The Fifth Circuit Court of Appeals, the circuit in which Texas sits, has not directly addressed these issues. In Blum v. Gulf Oil, a 1979 decision, the Fifth Circuit stated, without explanation, that “discharge for homosexuality is not prohibited by Title VII.” However, the Blum case was decided on the issue of pretext, and some have argued that the Fifth Circuit’s statement regarding Title VII’s coverage was dicta. Moreover, in 2013, the Fifth Circuit recognized in EEOC v. Boh Brothers Construction that Title VII prohibits discrimination based on sex stereotyping. It remains to be seen how the Fifth Circuit would decide some of these issues today.
But on April 4, a federal court in Texas made a groundbreaking ruling in the area of LGBTQ rights. In Wittmer v. Phillips 66, Judge Lee Rosenthal of the U.S. District Court for the Southern District of Texas held that Title VII prohibits discrimination on the basis of gender identity. Rosenthal ultimately ruled that the plaintiff, a transgender job applicant, was not a victim of discrimination under the particular facts presented. But her initial finding—that discrimination “because of sex” includes discrimination on the basis of gender identity—is significant. Rosenthal acknowledged that the Fifth Circuit has not yet addressed the issue, but found the recent decisions by the Second, Sixth and Seventh circuits (described above) to be “persuasive.” Rosenthal’s decision is the first of its kind in Texas.

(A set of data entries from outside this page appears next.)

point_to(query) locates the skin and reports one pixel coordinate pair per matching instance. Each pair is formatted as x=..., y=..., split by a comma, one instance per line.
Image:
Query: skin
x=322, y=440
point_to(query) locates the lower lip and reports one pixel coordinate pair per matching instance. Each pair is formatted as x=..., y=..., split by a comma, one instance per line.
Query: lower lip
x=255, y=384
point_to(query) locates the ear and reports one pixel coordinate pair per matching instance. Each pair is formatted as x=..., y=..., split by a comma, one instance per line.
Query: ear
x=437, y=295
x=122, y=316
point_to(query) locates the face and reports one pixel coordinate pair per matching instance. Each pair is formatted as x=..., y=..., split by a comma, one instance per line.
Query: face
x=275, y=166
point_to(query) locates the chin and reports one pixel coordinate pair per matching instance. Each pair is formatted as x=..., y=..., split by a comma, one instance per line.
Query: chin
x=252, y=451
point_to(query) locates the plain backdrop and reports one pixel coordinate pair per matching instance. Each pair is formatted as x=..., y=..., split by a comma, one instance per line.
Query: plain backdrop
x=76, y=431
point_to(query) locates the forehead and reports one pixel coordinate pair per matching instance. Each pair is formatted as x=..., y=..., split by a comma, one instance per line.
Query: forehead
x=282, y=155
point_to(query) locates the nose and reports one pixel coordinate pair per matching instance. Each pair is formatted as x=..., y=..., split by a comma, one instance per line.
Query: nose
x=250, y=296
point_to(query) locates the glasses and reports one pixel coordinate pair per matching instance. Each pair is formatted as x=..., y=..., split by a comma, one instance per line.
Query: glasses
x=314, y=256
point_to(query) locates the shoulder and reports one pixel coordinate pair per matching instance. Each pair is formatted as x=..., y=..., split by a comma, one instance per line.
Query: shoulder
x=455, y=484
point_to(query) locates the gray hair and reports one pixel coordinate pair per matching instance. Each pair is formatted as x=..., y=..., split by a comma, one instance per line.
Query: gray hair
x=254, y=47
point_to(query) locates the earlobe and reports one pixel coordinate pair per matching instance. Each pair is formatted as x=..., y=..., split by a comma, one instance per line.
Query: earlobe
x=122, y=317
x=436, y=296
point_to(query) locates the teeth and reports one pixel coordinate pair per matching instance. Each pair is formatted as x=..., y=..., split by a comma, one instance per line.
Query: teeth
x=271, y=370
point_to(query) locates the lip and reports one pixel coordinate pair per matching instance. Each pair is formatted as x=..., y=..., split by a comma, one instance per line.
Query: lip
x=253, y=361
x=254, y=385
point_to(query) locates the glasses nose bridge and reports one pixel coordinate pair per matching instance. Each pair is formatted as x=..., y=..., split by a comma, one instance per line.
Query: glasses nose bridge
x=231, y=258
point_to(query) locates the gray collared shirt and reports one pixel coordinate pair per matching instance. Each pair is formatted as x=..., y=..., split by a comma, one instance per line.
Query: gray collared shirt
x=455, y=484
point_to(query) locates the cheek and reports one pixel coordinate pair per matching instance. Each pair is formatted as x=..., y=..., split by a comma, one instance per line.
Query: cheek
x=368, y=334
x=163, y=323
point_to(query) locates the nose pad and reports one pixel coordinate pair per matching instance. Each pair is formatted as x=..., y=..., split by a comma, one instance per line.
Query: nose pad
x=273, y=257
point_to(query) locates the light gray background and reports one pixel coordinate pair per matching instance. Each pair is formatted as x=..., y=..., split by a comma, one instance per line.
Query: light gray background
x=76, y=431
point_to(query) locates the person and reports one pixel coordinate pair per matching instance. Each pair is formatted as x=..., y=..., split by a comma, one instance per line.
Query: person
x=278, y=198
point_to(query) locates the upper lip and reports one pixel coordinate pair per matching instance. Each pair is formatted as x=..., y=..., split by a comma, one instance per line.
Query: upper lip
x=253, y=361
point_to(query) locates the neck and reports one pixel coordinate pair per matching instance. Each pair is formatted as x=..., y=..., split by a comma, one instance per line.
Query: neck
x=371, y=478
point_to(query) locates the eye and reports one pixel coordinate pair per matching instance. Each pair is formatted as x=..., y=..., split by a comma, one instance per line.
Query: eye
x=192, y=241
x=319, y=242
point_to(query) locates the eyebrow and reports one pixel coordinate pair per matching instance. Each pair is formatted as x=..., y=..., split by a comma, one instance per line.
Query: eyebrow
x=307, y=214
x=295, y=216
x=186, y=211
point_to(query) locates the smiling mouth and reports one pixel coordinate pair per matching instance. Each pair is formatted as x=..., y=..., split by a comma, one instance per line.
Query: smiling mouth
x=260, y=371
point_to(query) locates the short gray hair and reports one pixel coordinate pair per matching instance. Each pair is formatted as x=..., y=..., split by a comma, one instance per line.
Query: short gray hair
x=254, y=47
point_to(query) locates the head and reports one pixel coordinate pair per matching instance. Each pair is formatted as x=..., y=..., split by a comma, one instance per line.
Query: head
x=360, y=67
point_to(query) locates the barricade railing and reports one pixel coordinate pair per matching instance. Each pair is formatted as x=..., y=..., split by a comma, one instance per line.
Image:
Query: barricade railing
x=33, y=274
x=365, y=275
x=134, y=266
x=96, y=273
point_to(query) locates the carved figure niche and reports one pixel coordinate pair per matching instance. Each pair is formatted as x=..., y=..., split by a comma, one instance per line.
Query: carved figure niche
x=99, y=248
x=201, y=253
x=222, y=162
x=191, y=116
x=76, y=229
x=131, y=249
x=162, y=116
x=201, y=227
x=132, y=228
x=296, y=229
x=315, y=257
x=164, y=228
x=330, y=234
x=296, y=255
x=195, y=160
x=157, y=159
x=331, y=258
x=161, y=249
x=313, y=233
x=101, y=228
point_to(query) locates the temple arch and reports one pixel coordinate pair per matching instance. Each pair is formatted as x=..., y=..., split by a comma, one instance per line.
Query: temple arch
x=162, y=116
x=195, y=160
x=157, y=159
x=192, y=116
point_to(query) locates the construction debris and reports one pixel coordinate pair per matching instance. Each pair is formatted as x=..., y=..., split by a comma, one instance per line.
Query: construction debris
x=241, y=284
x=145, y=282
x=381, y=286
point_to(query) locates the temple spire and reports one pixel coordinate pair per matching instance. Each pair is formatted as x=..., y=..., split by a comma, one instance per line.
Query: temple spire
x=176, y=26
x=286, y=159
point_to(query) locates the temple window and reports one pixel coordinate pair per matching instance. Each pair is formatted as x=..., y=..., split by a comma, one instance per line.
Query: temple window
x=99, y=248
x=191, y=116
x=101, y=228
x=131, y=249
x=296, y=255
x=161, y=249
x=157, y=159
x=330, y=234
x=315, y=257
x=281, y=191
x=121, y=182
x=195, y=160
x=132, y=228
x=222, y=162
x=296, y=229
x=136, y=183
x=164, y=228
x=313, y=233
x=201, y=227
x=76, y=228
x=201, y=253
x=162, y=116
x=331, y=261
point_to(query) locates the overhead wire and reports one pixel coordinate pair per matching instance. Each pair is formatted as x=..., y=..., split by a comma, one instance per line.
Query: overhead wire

To add another layer to this issue, on Oct. 6, the U.S. Pastor Council, a Texas-based coalition of conservative churches, sued the EEOC and the city of Austin claiming that Title VII and Austin’s employment discrimination ordinance (respectively) violate the U.S. Constitution and state and federal religious freedom laws by forcing religious employers to hire gay and transgender workers. Similar to the funeral home owner in Stephens, the U.S. Pastor Council is effectively seeking an exception to the proscriptions contained in Title VII and Austin’s anti-discrimination ordinance based on the religious beliefs of its members.
The U.S. Department of Justice has taken the position, on several recent occasions, that Title VII does not prohibit sexual orientation and gender identity discrimination. Just last week, the DOJ filed a brief in the Stephens case siding with the funeral home on the definition of “sex” in the context of Title VII. The DOJ’s brief came just days after a report in The New York Times about a draft U.S. Department of Health and Human Services regulation that would define “sex” as fixed at birth. The EEOC, on the other hand, has listed “[p]rotecting [LGBT] people from discrimination based on sex” as one of its strategic priorities for the coming five years. A split like this one between the different agencies within the executive branch on a hot-button legal issue is rare. Given the “patchwork” state of the law, consideration of these issues by the Fifth Circuit or the U.S. Supreme Court in the near future seems almost certain.